Lasciamo stare la scaramanzia, visto che Ibrahimovic si è infortunato in un giorno maledetto per il Milan, battuto il 25 maggio 2005 nella finale di Champions dal Liverpool dopo aver chiuso il primo tempo sul 3-0. Non fu soltanto sfortuna allora, semmai un delitto regalare tre gol agli avversari, come non è stata soltanto sfortuna ieri. Ibrahimovic, infatti, non è stato colpito casualmente da un avversario in una partita, ma si è fermato da solo in allenamento dopo aver avvertito un forte dolore al polpaccio e soltanto nel corso della giornata di oggi sapremo quanto dovrà rimanere a riposo. Per lui non c’è nemmeno l’alibi valido per tutti gli altri della inattività, perché è stato l’unico rossonero, anzi l’unico tra tutti quelli che giocano in Italia ad essersi allenato con una squadra vera, nel “suo” Hammarby, in Svezia. E’ tornato a Milanello tirato a lucido, insomma, senza nemmeno il fastidio della “quarantena” cui si è disciplinatamente sottoposto Cristiano Ronaldo. E allora perché si è infortunato proprio adesso? La risposta è semplice. Perché anche se si ha un fisico superallenato, il dolorino come minimo, la contrattura, o peggio qualche altro guaio fisico, possono capitare con maggiore frequenza a chi ha 38 anni rispetto a chi ne ha dieci di meno. Non a caso, era questa l’unica perplessità che avevamo sul ritorno di Ibrahimovic al Milan e ne avevamo anche parlato con Boban il quale però ci aveva assicurato che tutti i test atletici cui si era sottoposto a Milano erano eccellenti. Fin qui è andata bene, ma personalmente non sono sorpreso per questo stop, nel ricordo di quanto capitò a Rivera nel 1979, il famoso anno della “stella”. Il capitano, che nella sua lunga carriera non aveva mai avuto grandi infortuni e aveva un fisico integro, continuava a fermarsi per dolori muscolari, giocando soltanto 13 delle 30 partite di campionato. E alla fine, suo malgrado, si convinse che a 35 anni doveva lasciare il calcio. Tutto questo per dire che in futuro non sarà più il caso di aggrapparsi a grandi campioni a fine carriera perché il rischio di infortuni è troppo alto, anche se questo non autorizza a puntare soltanto sui giovani. L’ideale, infatti, è sempre una via di mezzo tra ventenni e trentenni.

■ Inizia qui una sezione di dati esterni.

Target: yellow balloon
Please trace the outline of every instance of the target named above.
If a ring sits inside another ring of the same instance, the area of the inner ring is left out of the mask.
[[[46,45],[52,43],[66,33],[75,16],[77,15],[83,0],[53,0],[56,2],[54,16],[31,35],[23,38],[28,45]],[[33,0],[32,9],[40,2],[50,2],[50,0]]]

La giusta via di mezzo dovrebbe valere anche per la nuova società in cui non ci possono essere soltanto stranieri che non sanno che cosa è il Milan. E allora, visto che è già stato fatto il nome di Braida come possibile uomo d’esperienza per aiutare Rangnick, ci permettiamo di aggiungere quello di Baresi che tra l’altro è già in società e da oltre quarant’anni ha vissuto, anche se come semplice ambasciatore del club, tutti i momenti belli e brutti del Milan da Berlusconi a Elliott. Il fatto che parli poco non significa nulla, perché anche Maldini parla poco. L’importante è che Baresi e con lui Braida vengano coinvolti più di Maldini e Boban e non scavalcati o strumentalizzati come loro. Nessuno, infatti, nemmeno Maldini, ha maturato l’esperienza di allenatore e poi di responsabile del settore giovanile come Baresi. E una sua parola, come quando era in campo o nello spogliatoio, vale più di tanti discorsi. A maggior motivo in una società di muti, visto che Singer padre e figlio non hanno mai detto una parola ai tifosi e il loro primo rappresentante, Gazidis, li segue a ruota. Se davvero Braida e Baresi avranno un ruolo e non saranno sfruttati per dire ai tifosi che c’è rispetto per il passato, allora Rangnick potrà avere un aiuto indispensabile. Altrimenti sarà tutto più difficile, per lui, per il Milan e per i tifosi.